Author Les Donaldson lists “ten easy ways to start a conversation.” Seven of his suggestions involve questions, asking about a person’s background, asking for advice, for help, for an opinion, for an evaluation, asking about local customs or local restaurants. Whatever the question, it should be asked with sincerity. You should also pay attention to how you listen. If you allow your mind and eyes to wander, probably the one answering will doubt that you are really interested in what he has to say.
Donaldson’s other three suggestions for starting conversations are: commenting on a local event; remarking on something you find praiseworthy, such as the scenery; or paying a compliment. “If you look for things to compliment people on, you will find them in abundance,” the author says in his book Conversational Magic.
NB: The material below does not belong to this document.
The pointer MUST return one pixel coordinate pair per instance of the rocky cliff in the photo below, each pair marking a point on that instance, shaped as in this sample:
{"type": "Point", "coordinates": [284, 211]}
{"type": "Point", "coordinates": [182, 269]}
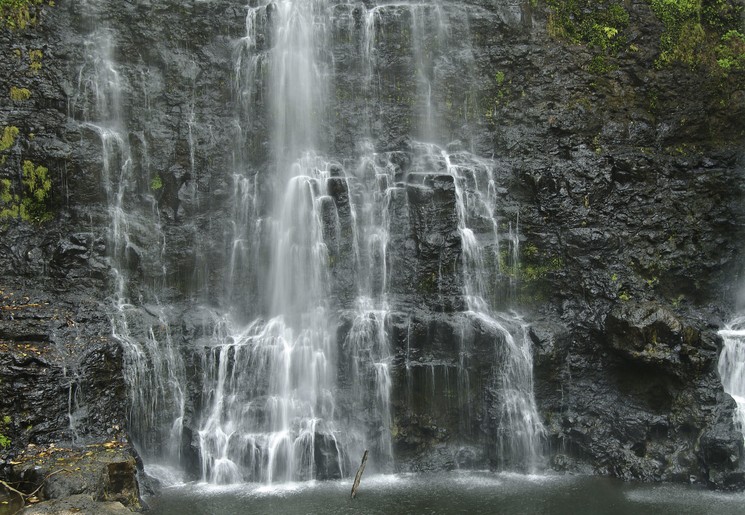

But he adds this warning: “People see through insincere compliments and will not be likely to converse very long with an insincere person.”
Regardless of what conversational “hook” you choose, persistent effort usually brings results. Consider Sharon, mentioned at the outset. She is now 22 years old and has made remarkable progress in overcoming her shyness. So if for some reason you find it difficult to make conversation, don’t give up; give yourself time. Listen to others. Study and read to keep up-to-date with current topics. Developing the art of conversation will enrich your life and add to the happiness of others.